De ses débuts à l’Ecole militaire de Brienne jusqu’à la Campagne d’Italie, l’histoire de l’ascension de Napoléon, dans les tumultes de la révolution française… [version de 7h]
Quelques spoilers.
Il est frappant de voir que le film de Gance impressionne précisément là où il est le moins assimilable au courant des “Impressionnistes” (là où il excite le moins, en somme, sa fibre d’avant-garde) : dans l’essentialisme des scènes, dans la force de configurations qui narrent, dans tout ce qu’on peut tirer d’un contre-champ de visage bien placé.

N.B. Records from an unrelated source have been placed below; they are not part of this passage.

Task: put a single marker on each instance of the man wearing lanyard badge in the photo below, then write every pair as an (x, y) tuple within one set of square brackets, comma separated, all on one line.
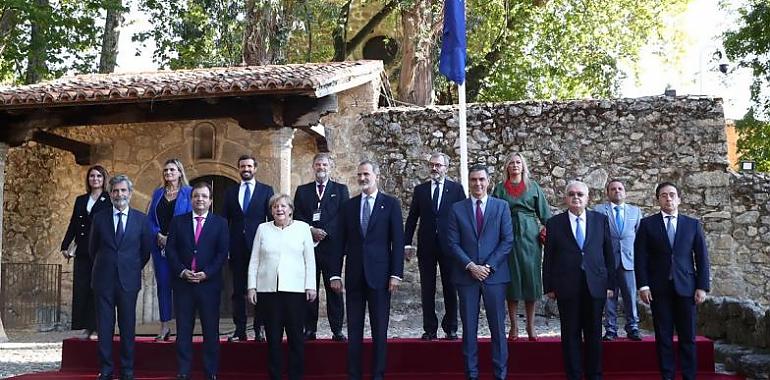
[(317, 203)]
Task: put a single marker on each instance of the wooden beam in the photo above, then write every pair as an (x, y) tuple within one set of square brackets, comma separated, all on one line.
[(81, 150)]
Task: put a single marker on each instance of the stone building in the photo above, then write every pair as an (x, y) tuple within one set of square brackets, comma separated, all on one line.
[(285, 114)]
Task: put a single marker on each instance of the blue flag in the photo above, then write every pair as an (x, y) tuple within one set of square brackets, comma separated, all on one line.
[(452, 59)]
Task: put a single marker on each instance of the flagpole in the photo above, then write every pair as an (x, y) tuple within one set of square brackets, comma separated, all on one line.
[(461, 116)]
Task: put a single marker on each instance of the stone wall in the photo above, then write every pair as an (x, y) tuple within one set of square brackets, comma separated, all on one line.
[(641, 141)]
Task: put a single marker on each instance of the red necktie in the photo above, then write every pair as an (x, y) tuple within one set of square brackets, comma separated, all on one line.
[(479, 218), (198, 228)]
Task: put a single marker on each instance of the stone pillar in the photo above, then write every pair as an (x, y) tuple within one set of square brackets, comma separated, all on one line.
[(282, 144), (3, 158)]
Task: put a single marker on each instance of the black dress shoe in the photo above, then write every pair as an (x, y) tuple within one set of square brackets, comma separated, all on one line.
[(609, 337), (237, 338), (428, 336)]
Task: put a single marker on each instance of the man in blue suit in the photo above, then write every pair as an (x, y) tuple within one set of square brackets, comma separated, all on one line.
[(196, 251), (318, 204), (624, 221), (119, 248), (672, 272), (246, 206), (431, 204), (579, 272), (373, 240), (479, 235)]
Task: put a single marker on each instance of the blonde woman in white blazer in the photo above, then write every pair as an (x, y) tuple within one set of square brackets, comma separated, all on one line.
[(282, 277)]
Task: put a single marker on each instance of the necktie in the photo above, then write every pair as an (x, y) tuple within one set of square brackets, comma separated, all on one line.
[(198, 228), (119, 231), (618, 219), (435, 196), (670, 231), (365, 213), (479, 218), (579, 234), (246, 197)]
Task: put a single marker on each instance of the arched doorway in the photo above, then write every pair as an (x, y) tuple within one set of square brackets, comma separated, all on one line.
[(220, 184)]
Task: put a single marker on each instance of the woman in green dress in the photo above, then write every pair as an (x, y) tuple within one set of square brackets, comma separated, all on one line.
[(529, 211)]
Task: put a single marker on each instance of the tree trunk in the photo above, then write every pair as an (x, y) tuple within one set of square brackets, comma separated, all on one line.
[(266, 32), (7, 23), (415, 84), (109, 56), (38, 45)]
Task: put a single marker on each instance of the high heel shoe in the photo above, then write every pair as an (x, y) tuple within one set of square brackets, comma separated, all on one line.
[(163, 337)]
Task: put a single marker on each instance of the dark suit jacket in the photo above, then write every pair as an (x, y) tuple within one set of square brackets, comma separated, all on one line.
[(306, 203), (378, 255), (653, 255), (80, 222), (210, 252), (431, 223), (491, 248), (562, 257), (243, 226), (125, 259)]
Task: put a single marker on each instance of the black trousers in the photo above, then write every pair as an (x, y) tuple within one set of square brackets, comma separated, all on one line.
[(335, 306), (284, 311), (581, 333)]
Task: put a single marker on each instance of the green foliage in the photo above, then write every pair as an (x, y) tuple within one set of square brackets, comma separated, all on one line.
[(70, 37), (749, 47), (563, 48)]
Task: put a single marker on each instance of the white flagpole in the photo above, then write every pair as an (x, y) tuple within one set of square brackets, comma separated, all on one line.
[(463, 137)]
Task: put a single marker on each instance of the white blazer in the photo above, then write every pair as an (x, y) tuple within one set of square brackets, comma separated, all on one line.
[(282, 260)]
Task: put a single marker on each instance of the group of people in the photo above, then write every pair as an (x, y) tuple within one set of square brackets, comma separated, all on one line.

Car si ce qui dans le film tend vers l’expérimentation donne souvent aux scènes un élan, et une capacité à générer du plan iconique, la manière dont ces inventions finalement s’accomplissent est rarement convaincante : images composites, superpositions en séries, montage en accélération… Autant de notes d’intention formelles, dont l’effet se trouve presque toujours désamorcé par son caractère ostentatoire. Ces percées d’avant-garde semblant chaque fois radoter la même note : celle d’une saturation, d’une excitation, d’un emballement, qui ne raconte jamais grand chose d’autre que l’urgence du cinéaste à kidnapper une scène patiemment construite pour la mener à ses envies de paroxysme formel (un défaut qu’on pouvait aussi, à l’occasion, retrouver chez Epstein).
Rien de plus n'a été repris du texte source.